Na última quinta-feira, em um episódio que rapidamente ganhou destaque nas redes sociais, a influenciadora Viih Tube revelou que a banda Jota Quest havia cancelado uma apresentação planejada para seu casamento com Eliezer. O anúncio causou um furor, levando fãs a questionarem a banda e a levantar discussões sobre as implicações legais do cancelamento.
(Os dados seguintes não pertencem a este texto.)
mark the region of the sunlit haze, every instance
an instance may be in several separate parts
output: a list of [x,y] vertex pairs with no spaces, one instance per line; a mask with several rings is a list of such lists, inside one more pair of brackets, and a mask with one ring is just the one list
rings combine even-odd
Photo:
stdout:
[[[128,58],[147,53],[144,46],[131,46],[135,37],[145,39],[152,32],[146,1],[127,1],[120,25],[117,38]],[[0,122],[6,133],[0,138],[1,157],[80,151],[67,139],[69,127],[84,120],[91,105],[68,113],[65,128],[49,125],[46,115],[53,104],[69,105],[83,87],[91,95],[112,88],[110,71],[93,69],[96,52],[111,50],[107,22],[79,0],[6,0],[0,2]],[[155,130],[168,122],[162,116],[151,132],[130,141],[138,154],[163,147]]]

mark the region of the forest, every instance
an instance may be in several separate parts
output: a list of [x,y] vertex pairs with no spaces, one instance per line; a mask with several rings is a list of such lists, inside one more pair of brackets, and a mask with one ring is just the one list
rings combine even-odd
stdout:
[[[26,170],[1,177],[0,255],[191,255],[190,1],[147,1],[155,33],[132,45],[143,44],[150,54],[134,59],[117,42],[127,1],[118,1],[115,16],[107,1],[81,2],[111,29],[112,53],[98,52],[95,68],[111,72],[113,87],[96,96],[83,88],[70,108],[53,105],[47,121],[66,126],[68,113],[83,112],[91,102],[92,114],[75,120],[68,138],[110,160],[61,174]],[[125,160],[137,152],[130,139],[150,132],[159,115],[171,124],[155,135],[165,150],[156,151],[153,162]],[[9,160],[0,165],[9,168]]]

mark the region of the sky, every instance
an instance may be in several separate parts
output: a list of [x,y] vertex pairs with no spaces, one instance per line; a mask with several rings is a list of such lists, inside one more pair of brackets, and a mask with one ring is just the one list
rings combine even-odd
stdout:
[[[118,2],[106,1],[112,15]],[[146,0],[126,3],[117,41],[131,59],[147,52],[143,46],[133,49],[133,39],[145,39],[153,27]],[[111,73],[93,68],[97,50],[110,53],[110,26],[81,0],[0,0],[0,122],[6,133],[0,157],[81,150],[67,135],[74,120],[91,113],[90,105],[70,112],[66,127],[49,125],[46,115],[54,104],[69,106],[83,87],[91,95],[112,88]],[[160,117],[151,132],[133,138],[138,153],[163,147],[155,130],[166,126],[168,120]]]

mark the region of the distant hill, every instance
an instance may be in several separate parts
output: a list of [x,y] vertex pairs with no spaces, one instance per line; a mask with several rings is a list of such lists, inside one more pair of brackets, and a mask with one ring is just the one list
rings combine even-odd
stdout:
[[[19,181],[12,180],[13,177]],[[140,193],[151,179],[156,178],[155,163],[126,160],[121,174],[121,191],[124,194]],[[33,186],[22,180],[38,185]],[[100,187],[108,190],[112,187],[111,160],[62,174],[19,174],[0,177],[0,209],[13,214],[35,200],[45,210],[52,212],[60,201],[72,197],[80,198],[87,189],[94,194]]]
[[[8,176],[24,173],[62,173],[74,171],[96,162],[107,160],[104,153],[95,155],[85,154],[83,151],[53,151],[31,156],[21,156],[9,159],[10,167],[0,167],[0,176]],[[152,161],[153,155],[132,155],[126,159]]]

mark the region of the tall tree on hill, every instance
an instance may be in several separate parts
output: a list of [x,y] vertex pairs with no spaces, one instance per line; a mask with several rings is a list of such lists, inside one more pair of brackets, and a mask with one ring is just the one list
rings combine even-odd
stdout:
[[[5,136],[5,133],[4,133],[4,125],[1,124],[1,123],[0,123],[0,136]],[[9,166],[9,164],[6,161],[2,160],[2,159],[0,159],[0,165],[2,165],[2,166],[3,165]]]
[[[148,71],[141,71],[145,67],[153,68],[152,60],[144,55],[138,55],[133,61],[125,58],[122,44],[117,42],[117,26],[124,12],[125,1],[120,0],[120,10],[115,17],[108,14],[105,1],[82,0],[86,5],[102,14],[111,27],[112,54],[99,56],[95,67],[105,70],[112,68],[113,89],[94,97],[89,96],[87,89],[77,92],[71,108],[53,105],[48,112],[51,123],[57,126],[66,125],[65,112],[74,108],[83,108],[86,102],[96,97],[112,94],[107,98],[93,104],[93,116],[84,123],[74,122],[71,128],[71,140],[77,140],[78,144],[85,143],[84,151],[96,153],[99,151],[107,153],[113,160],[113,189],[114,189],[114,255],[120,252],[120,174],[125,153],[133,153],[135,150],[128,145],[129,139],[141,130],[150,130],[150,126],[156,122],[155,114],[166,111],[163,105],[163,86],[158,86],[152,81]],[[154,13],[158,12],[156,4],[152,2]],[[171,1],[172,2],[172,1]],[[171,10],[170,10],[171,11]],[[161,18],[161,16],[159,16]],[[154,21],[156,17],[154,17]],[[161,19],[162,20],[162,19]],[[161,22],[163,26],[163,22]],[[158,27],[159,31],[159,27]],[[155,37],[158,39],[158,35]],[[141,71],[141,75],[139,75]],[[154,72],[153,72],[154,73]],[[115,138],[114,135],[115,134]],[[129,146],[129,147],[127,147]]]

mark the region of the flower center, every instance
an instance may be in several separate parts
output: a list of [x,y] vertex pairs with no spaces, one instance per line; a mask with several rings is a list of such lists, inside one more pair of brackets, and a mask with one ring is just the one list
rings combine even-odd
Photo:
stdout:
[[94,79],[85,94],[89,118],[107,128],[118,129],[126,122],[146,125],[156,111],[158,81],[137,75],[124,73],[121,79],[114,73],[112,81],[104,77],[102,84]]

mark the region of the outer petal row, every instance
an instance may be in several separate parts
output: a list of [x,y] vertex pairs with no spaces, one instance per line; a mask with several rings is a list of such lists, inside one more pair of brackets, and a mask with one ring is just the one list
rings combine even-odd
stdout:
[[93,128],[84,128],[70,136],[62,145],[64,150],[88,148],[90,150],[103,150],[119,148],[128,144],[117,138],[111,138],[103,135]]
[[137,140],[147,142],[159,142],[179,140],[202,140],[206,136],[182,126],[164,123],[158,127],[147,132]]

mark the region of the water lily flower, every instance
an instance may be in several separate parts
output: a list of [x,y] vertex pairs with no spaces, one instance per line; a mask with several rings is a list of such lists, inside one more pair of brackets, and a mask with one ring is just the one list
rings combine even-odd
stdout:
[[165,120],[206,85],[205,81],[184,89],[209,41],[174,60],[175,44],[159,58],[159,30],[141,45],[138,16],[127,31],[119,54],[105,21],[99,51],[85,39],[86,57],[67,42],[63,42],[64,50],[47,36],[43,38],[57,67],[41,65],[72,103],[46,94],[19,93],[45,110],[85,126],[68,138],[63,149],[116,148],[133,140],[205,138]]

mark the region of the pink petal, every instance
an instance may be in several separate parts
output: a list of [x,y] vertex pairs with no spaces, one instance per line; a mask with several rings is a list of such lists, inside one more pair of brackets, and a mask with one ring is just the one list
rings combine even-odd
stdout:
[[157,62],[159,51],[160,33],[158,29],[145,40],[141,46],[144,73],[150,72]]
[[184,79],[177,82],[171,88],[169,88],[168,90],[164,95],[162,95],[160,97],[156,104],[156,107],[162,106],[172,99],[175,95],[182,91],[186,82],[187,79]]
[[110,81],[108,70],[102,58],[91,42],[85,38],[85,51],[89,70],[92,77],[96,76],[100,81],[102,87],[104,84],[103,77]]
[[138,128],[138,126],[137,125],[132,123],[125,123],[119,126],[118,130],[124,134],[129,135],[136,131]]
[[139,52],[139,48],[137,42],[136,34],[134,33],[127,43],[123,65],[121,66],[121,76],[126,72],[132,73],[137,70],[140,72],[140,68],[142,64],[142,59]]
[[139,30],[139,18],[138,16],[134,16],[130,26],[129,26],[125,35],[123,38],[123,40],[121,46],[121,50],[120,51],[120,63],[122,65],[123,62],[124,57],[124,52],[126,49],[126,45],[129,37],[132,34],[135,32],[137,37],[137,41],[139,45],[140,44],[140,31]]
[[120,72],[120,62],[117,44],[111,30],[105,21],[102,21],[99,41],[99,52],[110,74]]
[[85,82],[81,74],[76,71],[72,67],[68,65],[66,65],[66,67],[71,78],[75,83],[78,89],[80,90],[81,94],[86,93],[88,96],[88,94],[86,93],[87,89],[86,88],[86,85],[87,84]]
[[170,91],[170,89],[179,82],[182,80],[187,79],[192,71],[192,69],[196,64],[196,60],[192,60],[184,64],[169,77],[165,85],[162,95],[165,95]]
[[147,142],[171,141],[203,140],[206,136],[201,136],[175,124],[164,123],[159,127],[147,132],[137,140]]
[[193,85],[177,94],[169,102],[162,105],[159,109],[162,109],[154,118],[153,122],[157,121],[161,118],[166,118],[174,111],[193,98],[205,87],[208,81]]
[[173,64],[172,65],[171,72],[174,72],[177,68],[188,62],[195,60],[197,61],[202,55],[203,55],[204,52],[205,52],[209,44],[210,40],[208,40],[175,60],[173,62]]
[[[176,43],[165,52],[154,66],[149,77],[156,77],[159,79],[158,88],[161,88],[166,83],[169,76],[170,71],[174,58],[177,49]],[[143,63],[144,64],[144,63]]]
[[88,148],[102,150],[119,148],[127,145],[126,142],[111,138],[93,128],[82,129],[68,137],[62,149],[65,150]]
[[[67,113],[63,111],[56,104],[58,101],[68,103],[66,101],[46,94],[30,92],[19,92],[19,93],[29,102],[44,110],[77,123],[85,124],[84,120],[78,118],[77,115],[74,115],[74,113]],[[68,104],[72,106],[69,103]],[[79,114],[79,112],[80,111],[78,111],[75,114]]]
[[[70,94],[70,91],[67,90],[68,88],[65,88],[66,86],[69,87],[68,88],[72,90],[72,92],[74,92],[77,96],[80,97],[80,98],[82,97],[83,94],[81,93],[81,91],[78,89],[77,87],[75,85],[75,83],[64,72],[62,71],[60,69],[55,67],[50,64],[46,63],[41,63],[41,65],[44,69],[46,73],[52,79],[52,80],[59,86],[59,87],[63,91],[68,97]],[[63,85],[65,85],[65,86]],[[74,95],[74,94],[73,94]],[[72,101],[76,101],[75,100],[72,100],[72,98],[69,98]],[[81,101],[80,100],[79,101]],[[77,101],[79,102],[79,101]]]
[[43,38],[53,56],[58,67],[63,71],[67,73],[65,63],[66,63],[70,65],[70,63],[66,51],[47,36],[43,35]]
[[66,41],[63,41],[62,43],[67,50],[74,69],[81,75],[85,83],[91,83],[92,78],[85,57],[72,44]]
Embora Viih Tube não tenha mencionado diretamente o nome da banda em sua declaração inicial, a associação tornou-se clara à medida que internautas começaram a especular sobre o grupo musical liderado por Rogério Flausino. A situação tornou-se ainda mais complexa quando a influenciadora afirmou que a decisão de cancelar a apresentação estava relacionada à repercussão negativa de sua imagem nas mídias sociais.

Esse incidente não só atraiu a atenção do público, mas também de especialistas em direito, que começaram a analisar até que ponto a imagem de uma pessoa nas redes pode afetar um contrato profissional. A advogada trabalhista e professora Silvia Correia discorreu sobre o tema, explicando que a possibilidade de rompimento de um contrato por conta de críticas nas redes sociais depende de uma análise mais aprofundada do caso.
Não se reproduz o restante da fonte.